Down the Balloon Modeling Rabbit Hole
This is my first SCAB, I don’t know who reads these so not sure how much I have to explain but to make it simple our ‘homework’ was to learn one of three skills and I chose balloon modelling.
If ever you want to encounter a large amount of extremely eccentric people all in one go type in ‘balloon modelling tutorial’ on youtube, it’s fascinating. First off, I should start by saying they are not balloon modellers, they refer to themselves as ‘twisters’ which is a much more exciting title in my opinion. So I watched a few tutorials, ‘balloon dog’, ‘flower hat’, but the characters making the balloons soon became much more interesting than the balloons themselves.
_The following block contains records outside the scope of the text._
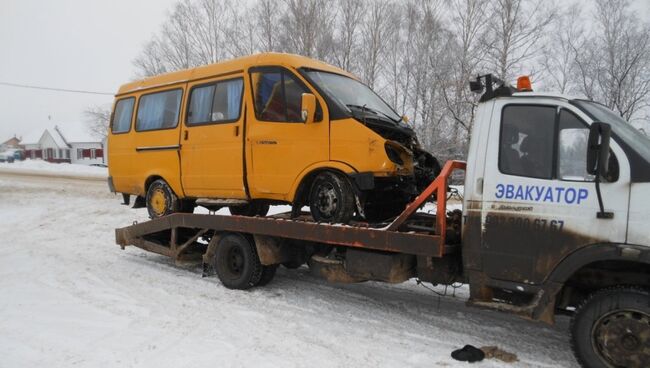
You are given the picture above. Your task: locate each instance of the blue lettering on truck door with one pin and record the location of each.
(542, 193)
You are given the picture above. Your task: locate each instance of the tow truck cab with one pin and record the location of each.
(535, 237)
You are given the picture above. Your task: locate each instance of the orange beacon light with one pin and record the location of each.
(523, 84)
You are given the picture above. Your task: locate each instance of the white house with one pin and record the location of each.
(68, 142)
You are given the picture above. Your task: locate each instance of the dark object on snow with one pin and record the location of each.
(468, 353)
(493, 352)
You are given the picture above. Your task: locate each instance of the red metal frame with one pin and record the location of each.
(439, 186)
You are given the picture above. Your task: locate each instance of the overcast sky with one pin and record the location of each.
(77, 44)
(73, 44)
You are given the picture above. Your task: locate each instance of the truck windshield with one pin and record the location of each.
(352, 93)
(635, 139)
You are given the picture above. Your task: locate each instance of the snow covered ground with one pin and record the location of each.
(40, 167)
(71, 297)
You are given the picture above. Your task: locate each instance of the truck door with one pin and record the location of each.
(281, 145)
(212, 139)
(539, 203)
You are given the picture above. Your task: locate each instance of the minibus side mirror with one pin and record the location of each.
(598, 160)
(308, 107)
(598, 148)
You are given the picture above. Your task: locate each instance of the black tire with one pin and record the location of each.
(268, 273)
(612, 329)
(331, 198)
(187, 206)
(254, 208)
(292, 265)
(161, 200)
(237, 263)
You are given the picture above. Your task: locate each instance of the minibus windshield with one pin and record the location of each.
(352, 94)
(634, 138)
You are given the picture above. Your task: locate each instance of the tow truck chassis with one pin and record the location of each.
(190, 237)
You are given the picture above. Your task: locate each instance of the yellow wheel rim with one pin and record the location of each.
(158, 202)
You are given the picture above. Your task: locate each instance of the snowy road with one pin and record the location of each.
(71, 297)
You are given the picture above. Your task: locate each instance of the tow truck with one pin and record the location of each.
(553, 221)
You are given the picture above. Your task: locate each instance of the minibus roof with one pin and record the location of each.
(228, 67)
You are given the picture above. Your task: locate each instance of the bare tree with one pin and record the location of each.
(349, 19)
(514, 32)
(152, 60)
(267, 14)
(375, 35)
(559, 52)
(468, 25)
(97, 119)
(300, 34)
(614, 63)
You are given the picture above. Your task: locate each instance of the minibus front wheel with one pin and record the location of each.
(161, 200)
(331, 198)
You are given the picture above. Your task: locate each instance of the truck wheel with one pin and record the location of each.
(612, 329)
(237, 264)
(331, 198)
(254, 208)
(161, 200)
(268, 273)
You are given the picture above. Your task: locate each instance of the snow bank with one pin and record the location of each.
(40, 167)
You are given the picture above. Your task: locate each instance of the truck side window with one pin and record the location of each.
(158, 110)
(526, 142)
(278, 95)
(572, 148)
(572, 151)
(122, 115)
(215, 103)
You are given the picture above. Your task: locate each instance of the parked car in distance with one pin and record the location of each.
(260, 130)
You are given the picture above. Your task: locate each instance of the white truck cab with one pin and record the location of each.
(544, 230)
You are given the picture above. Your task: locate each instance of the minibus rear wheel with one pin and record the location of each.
(331, 198)
(161, 200)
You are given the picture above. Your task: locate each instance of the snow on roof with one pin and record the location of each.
(60, 142)
(32, 137)
(76, 132)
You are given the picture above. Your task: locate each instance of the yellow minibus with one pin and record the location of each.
(261, 130)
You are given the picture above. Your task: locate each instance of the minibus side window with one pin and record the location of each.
(122, 115)
(215, 103)
(158, 110)
(278, 96)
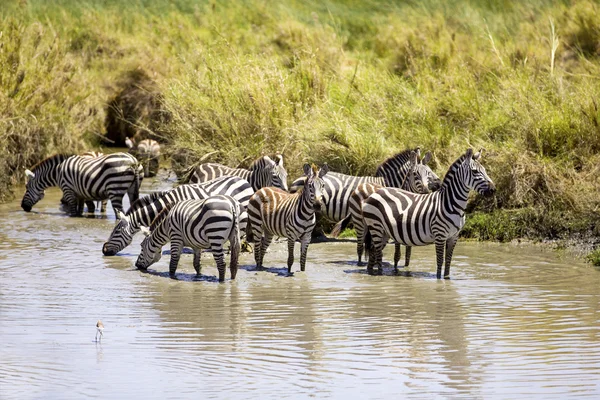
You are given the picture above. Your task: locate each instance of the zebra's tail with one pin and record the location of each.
(340, 226)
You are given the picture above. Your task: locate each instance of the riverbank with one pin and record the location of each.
(348, 83)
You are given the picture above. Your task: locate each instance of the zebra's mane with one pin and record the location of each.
(161, 216)
(144, 201)
(401, 157)
(57, 157)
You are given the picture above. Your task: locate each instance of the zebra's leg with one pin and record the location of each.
(176, 248)
(91, 206)
(359, 227)
(397, 254)
(220, 260)
(407, 255)
(439, 255)
(450, 244)
(197, 256)
(291, 243)
(303, 250)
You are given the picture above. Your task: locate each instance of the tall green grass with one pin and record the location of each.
(343, 82)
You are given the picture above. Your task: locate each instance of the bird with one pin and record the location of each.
(99, 329)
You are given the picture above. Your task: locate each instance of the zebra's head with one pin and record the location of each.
(475, 176)
(34, 191)
(279, 174)
(120, 237)
(150, 253)
(421, 179)
(313, 186)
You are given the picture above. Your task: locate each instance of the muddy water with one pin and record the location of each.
(513, 322)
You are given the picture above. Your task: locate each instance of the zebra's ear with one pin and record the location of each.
(324, 169)
(307, 169)
(427, 158)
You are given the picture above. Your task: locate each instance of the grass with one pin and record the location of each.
(344, 82)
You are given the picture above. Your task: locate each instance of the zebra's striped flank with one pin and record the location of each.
(199, 224)
(422, 219)
(144, 211)
(84, 178)
(273, 212)
(263, 172)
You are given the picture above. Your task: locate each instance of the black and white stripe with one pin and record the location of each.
(144, 211)
(83, 178)
(421, 219)
(393, 173)
(273, 212)
(263, 172)
(418, 179)
(199, 224)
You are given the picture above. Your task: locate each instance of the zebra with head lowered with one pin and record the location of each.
(144, 211)
(148, 152)
(83, 178)
(421, 219)
(272, 211)
(262, 173)
(418, 177)
(199, 224)
(393, 172)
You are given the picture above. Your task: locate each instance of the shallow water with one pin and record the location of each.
(514, 321)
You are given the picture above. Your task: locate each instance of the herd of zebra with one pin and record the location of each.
(405, 201)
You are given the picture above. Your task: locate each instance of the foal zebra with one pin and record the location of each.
(142, 212)
(262, 173)
(148, 152)
(418, 179)
(392, 172)
(199, 224)
(421, 219)
(84, 178)
(272, 211)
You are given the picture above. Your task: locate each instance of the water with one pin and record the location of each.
(513, 322)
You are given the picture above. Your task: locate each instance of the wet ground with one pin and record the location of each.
(513, 322)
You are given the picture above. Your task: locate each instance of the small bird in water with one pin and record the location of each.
(99, 329)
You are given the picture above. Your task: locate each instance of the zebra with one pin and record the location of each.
(142, 212)
(418, 179)
(148, 152)
(392, 172)
(272, 211)
(199, 224)
(84, 178)
(421, 219)
(262, 173)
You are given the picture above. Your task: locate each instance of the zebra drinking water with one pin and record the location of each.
(262, 173)
(421, 219)
(147, 151)
(84, 178)
(339, 187)
(142, 212)
(418, 179)
(199, 224)
(272, 211)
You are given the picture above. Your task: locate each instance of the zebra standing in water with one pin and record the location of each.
(272, 211)
(418, 179)
(262, 173)
(199, 224)
(144, 211)
(421, 219)
(148, 152)
(339, 187)
(84, 178)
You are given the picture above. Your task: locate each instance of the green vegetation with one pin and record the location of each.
(344, 82)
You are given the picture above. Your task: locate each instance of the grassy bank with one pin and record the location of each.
(343, 82)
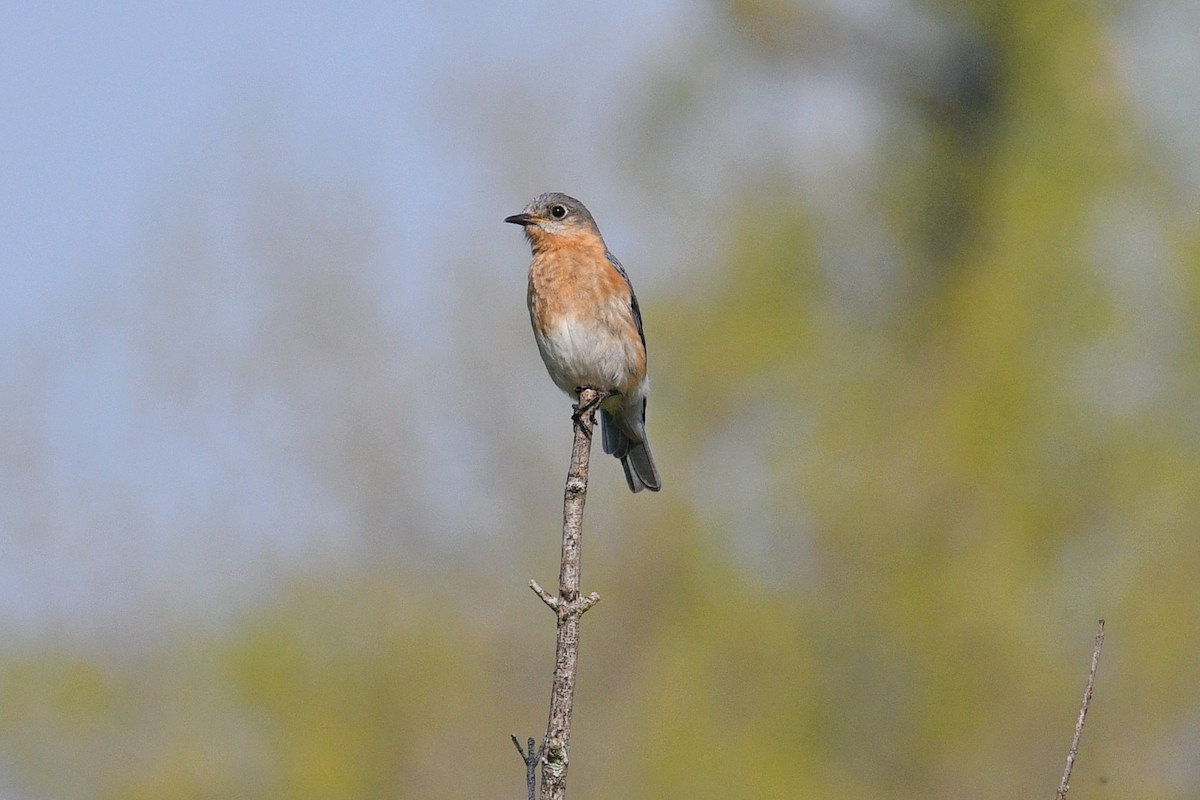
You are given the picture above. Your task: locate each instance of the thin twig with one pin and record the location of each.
(1065, 786)
(531, 761)
(569, 606)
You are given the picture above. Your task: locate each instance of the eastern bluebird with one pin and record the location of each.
(588, 325)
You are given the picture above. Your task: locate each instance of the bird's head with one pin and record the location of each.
(555, 214)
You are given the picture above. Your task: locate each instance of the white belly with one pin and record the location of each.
(588, 355)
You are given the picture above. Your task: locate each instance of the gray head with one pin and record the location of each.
(555, 214)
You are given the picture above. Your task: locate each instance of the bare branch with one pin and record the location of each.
(1065, 785)
(546, 597)
(569, 606)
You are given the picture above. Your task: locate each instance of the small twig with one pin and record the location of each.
(531, 761)
(570, 605)
(1063, 787)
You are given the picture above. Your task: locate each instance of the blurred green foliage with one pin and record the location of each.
(892, 536)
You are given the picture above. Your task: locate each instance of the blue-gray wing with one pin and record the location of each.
(633, 296)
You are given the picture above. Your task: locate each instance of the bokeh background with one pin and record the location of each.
(277, 455)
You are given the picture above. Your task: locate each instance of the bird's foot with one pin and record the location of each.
(583, 409)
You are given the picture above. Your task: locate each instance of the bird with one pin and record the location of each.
(588, 325)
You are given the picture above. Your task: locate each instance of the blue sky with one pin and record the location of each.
(112, 114)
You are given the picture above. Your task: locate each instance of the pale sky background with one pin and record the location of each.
(455, 113)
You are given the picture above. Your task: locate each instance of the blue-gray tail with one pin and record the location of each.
(634, 453)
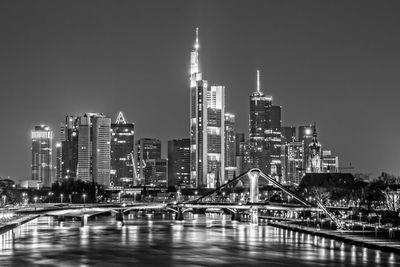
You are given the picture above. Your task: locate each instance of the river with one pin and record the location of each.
(157, 240)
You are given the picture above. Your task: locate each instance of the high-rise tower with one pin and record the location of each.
(122, 145)
(42, 146)
(259, 105)
(207, 127)
(314, 156)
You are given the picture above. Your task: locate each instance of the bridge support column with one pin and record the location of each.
(254, 215)
(253, 176)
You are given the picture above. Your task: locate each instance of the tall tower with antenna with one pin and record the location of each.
(259, 104)
(207, 109)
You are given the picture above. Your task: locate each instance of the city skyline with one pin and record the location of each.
(344, 130)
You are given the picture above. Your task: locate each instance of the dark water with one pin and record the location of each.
(155, 240)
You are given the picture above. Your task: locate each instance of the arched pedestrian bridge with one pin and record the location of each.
(251, 209)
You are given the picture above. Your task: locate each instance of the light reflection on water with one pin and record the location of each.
(157, 240)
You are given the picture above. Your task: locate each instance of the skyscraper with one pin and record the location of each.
(230, 146)
(147, 149)
(273, 140)
(330, 163)
(58, 161)
(259, 105)
(94, 148)
(122, 145)
(207, 109)
(179, 162)
(288, 134)
(42, 145)
(314, 155)
(69, 147)
(306, 137)
(294, 158)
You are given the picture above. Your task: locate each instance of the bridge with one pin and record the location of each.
(253, 208)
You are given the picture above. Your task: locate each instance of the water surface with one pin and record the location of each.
(156, 240)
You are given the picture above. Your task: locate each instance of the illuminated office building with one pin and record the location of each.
(230, 147)
(122, 147)
(305, 135)
(273, 140)
(314, 156)
(94, 148)
(207, 110)
(259, 104)
(294, 158)
(42, 144)
(146, 149)
(330, 163)
(179, 162)
(69, 147)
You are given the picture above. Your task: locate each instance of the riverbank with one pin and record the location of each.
(345, 236)
(17, 222)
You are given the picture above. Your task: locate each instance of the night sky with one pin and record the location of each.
(333, 62)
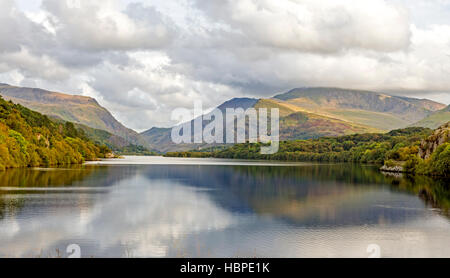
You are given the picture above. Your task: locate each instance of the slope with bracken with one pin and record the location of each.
(294, 124)
(28, 138)
(78, 109)
(372, 109)
(436, 119)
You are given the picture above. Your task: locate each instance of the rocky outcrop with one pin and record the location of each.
(439, 137)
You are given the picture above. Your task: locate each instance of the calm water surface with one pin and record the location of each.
(161, 207)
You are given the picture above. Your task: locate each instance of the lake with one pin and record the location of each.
(172, 207)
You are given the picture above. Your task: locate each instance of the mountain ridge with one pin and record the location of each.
(74, 108)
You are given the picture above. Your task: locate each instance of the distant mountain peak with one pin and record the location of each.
(74, 108)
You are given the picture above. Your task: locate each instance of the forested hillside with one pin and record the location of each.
(399, 147)
(30, 139)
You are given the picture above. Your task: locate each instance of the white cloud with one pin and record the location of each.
(141, 59)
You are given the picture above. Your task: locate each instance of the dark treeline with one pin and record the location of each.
(396, 147)
(30, 139)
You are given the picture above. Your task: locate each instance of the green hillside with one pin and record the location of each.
(367, 108)
(28, 138)
(76, 109)
(417, 150)
(436, 119)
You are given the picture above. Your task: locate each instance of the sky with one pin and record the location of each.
(142, 59)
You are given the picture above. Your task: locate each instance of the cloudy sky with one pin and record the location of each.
(142, 59)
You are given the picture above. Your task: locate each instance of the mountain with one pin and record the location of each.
(436, 119)
(368, 108)
(294, 124)
(30, 139)
(78, 109)
(307, 113)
I guess this is unsurprising since there’s only a finite amount of time you can spend making dogs before anything becomes more interesting than that. So, I did a bit of searching about these twisters and after a while I found ‘the balloon artist podcast’ which was an extensive deep dive into the ‘balloon world’ and all the ‘balloon celebs’ that live there. Through this show, I was led to another ‘twister’ called Juho who had written a balloon blog (who knew such a thing existed) about how he left his career in science to become a balloon artist. Like any normal person, this left me with a lot of questions.
Juho lives in Finland and certainly looks like some sort of Scandinavian Viking descendant, which added to the mystery. He certainly does not look like the average bow tie, top hat party magician you would have expected (I later found out he won the national championship for powerlifting at age 14 so this can help you imagine what I’m trying to describe). I then had a nice email exchange with Juho who was happy to answer some questions after I described my student blog as an ‘advertising article’.
Juho has a PhD in chemistry and was an analytical scientist. Despite sounding incredibly dull I have now discovered that this is actually a very interesting job (thanks Juho). Turns out a lot of balloon artists come from sciencey backgrounds, maybe something about the sterile white workplace sends them into a colourful latex frenzy. He neither confirmed nor denied this. He instead told me his interest in balloons was a gradual build-up which I understand, not many people would ditch their lab coat for latex balloons and a sharpie straight away. Juho also highlighted that he only uses 100% latex in all his sculptures, I then saw on every single one of his posts he had put 100% latex in the caption. A lot of competitions had rules stating that wire and other support materials were allowed but from what I could gather Juho didn’t agree with this rule, he’s a balloon sculpture purist. It felt like there was some tension between the ‘pro structural support balloon artists’ and the ‘anti structural support artists’. But that’s a rabbit hole for another time. Another thing he said that stuck out was that ‘techniques are only tools to solve problems in certain situations’ this is obviously about balloons, but I thought it was a nice sentiment anyway that could be applied to anything really, Juho can inspire us all to go against the technique gospel on occasion. My final question to him was for some advice about creativity since who better to ask than the Finnish lab scientist turned balloon modeller.
His answer was simple; ‘Don’t be afraid to fail’.